The emerging research on cross-domain, context-aware and multi-criteria recommender systems, has proved to be successful. Given the recent availability of cross-domain datasets and novelty of the topic, we organize the 1st workshop on intelligent recommender systems by knowledge transfer and learning (RecSysKTL) held in conjunction with the 11th ACM Conference on Recommender Systems. This workshop intends to create a medium to generate more practical and efficient predictive models or recommendation approaches by leveraging user feedbacks or preferences from multiple domains. This workshop will be beneficial for both researchers in academia and data scientists in industry to explore and discuss different definition of domains, interesting applications, novel predictive models or recommendation approaches to serve the knowledge transfer and learning from one domain to another.

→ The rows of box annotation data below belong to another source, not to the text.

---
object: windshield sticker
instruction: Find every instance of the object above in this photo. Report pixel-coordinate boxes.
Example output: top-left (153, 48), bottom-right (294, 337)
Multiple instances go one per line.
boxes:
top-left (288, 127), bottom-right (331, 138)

The definition of “domain” may vary in different applications, e.g., it could be (but not limited to):

  • From one application to another: We may utilize user behaviors on social networks to predict their preferences on movies (e.g., Netflix, Youtube) or music (e.g., Pandora, Spotify).
  • From one category to another: We may predict a user’s taste on electronics by using his or her preference history on books based on the data collected from Amazon.com.
  • From one context to another: We may collect a user’s preferences on the items over different time segment (e.g., weekend or weekday) and predict her preferences on movie watching within another context (e.g., companion and location).
  • From one task to another: It may be useful for us to predict how a user will select hotels for his or her vocations by learning from how he or she books the tickets for transportations.
  • From one structure to another: It could be also possible for us to infer social connections by learning from the structure of heterogeneous information neworks.